Recently, I have been reading through Ezra and Nehemiah in my personal study. I’ve been reading them together because these books tell the same story of the rebuilding of the wall in Jerusalem, just from two different perspectives. Our pastor has also been walking through Nehemiah on Sundays, so it has been very helpful to have his insight as I read through it myself.
There are so many wonderful parts to this story, from the sovereignty of God in using a pagan king to accomplish His purposes, to the priests’ mighty prayer in chapter 9.
But what I’ve enjoyed the most is seeing a beautiful picture of what true revival looks like.
Sometimes we think revival looks like an emotional experience at a conference where tears are shed and hands are raised, but it usually fades in a week or two after we come down from that emotional high. I had many of those experiences at high school church camps, but there was rarely a true change of heart.
But in this story, we see where long-lasting, true revival starts. After Nehemiah and the people complete the wall, Ezra the scribe comes and reads the Book of the Law before all the people. He read it to the men, women, and all who could understand (Nehemiah 8:2), and it says that “the ears of all the people were attentive to the Book of the Law (8:3).” Also, while he was reading, the Levites went among the people to help teach and explain the words that were read (8:8). Once Ezra was finished reading, the people wept, mourned and confessed their sin before the Lord (8:9;9:1-3). They understood that they had abandoned their God and had sinned greatly against Him.
But as they wept and mourned, Nehemiah exhorts them and says, “Do not sorrow, for the joy of the Lord is your strength (8:9). What followed their repentance was great rejoicing and worship, because they fully understood the mercy and grace of God on them: “But you are God, ready to pardon, gracious and merciful, slow to anger, abundant in kindness” (9:17b). They exalted God and recalled His faithfulness to their fathers and His continual forgiveness of their iniquities. They then made a covenant before the Lord to obey His commandments and to walk in His ways (10:29).
What a glorious picture of what true revival looks like.
There’s no need for dim lights and emotionally manipulative music. In this story, we see what is necessary for revival to take place:
1) Reading/hearing of the Word
“For the word of God is alive and active. Sharper than any double-edged sword, it penetrates even to dividing soul and spirit, joints and marrow; it judges the thoughts and attitudes of the heart” (Hebrews 4:12)
2) Acknowledgement and brokenness over sin
“For I know my transgressions, and my sin is ever before me (Psalm 51:3).
3) Confession of sin
“He who conceals his transgressions will not prosper, but he who confesses and forsakes them will find compassion” (Proverbs 28:13).
4) Rejoicing in the grace of God who is ready to forgive
“Yet the Lord longs to be gracious to you; therefore he will rise up to show you compassion. For the Lord is a God of justice. Blessed are all who wait for him!” (Isaiah 30:8)

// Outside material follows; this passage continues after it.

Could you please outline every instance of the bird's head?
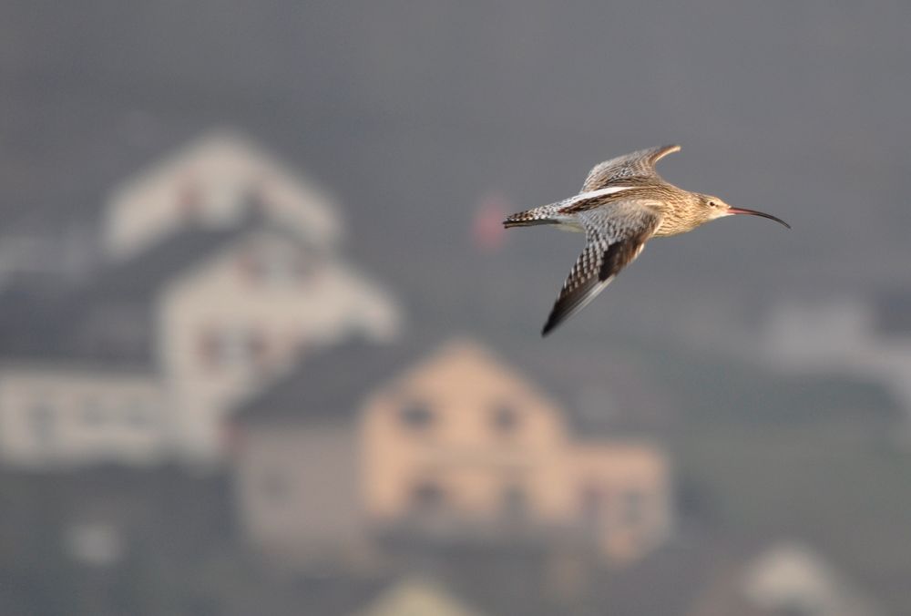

“If we confess our sins, he is faithful and just and will forgive us our sins and purify us from all unrighteousness” (1 John 1:9).
5) A renewed spirit of obedience to the Lord
“Teach me, Lord, the way of your decrees, that I may follow it to the end. Give me understanding, so that I may keep your law and obey it with all my heart” (Psalm 119:33-34).
“for I delight in your commands because I love them. I reach out for your commands, which I love, that I may meditate on your decrees” (Psalm 119:47-48)
If we want to see a revival like what took place years ago amongst the Israelites, it starts in our own hearts. But it cannot take place without the Word of God being prevalent in our lives. We must be diligent to read it, to meditate on it, and to glean from it. It wasn’t until the people of Israel heard and understood the Words that were read to them that they were able to acknowledge the full weight of their trespasses against a holy God.
Once they recognized that, they were overwhelmed by their own sin and they repented and turned to the Lord. It is the same for us today. The truth of God’s Word never changes, nor does its ability to convict and change hearts. May we all humble ourselves and seek the Lord so that we can see revival in our own lives, in our families, churches and communities.